Un perro puede azotar a un turón, dice el dicho, pero no vale la pena.

Algunas peleas de las que debes alejarte.

Hemos contado aquí sobre el momento en 2004 en que un pequeño grupo de miembros de una iglesia bautista local estaba llevando al pastor y los fideicomisarios a los tribunales por lo que percibían como violaciones de las Escrituras, la ética y el buen sentido. Como su nuevo líder asociativo, una noche me invitaron a sentarme con ellos y escuchar las razones por las que estaban tomando medidas tan serias. Hacia el final de la noche, el líder dijo: "Entonces, ¿qué piensas?"

Le dije: “Creo que deberías alejarte de esto. Nadie va a ganar en esto excepto los abogados. Todo sobre esto es malo y malo ".

Él dijo en voz baja: "No podemos. Ha ido demasiado lejos para eso ahora.

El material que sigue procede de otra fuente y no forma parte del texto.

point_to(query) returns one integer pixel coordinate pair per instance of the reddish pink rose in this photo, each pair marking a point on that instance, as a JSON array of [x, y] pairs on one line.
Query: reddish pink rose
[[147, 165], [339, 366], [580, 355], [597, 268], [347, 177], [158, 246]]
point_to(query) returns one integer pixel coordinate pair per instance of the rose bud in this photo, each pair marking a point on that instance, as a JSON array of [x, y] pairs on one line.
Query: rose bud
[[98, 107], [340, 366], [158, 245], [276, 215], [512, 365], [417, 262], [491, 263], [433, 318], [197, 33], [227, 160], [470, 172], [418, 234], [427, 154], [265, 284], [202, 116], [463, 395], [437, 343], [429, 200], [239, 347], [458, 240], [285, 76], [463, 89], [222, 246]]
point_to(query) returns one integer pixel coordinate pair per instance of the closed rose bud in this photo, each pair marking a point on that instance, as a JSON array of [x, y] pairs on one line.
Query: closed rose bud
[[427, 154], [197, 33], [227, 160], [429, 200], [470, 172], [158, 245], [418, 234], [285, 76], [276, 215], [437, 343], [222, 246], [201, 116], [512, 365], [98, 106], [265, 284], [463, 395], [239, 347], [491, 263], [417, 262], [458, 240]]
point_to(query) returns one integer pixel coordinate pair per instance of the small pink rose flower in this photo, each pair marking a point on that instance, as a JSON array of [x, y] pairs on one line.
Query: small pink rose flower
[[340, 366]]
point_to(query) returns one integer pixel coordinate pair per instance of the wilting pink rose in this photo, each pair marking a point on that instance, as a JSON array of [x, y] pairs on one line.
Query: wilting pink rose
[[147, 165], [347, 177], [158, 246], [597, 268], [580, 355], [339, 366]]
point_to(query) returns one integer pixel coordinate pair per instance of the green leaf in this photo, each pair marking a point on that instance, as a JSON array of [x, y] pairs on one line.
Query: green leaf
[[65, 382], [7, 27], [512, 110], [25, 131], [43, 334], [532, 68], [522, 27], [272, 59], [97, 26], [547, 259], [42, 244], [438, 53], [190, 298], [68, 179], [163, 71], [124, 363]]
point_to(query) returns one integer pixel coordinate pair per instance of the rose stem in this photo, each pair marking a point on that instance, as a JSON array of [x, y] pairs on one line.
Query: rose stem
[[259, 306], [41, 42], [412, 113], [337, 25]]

Él estaba equivocado. Podrían haber detenido ese tren en seco por una llamada telefónica a los abogados. Al hacerlo, habrían salvado a una iglesia de la existencia (dentro de un año, la iglesia se "entregó" a otra iglesia que se haría cargo de su deuda), se ahorraron a sí mismos y a la iglesia una tonelada de dinero (ambos lados contrató equipos de abogados de firmas caras de Nueva Orleans), y salvó a la causa de Cristo de mucha mala prensa (los medios de comunicación saltan por todas estas cosas).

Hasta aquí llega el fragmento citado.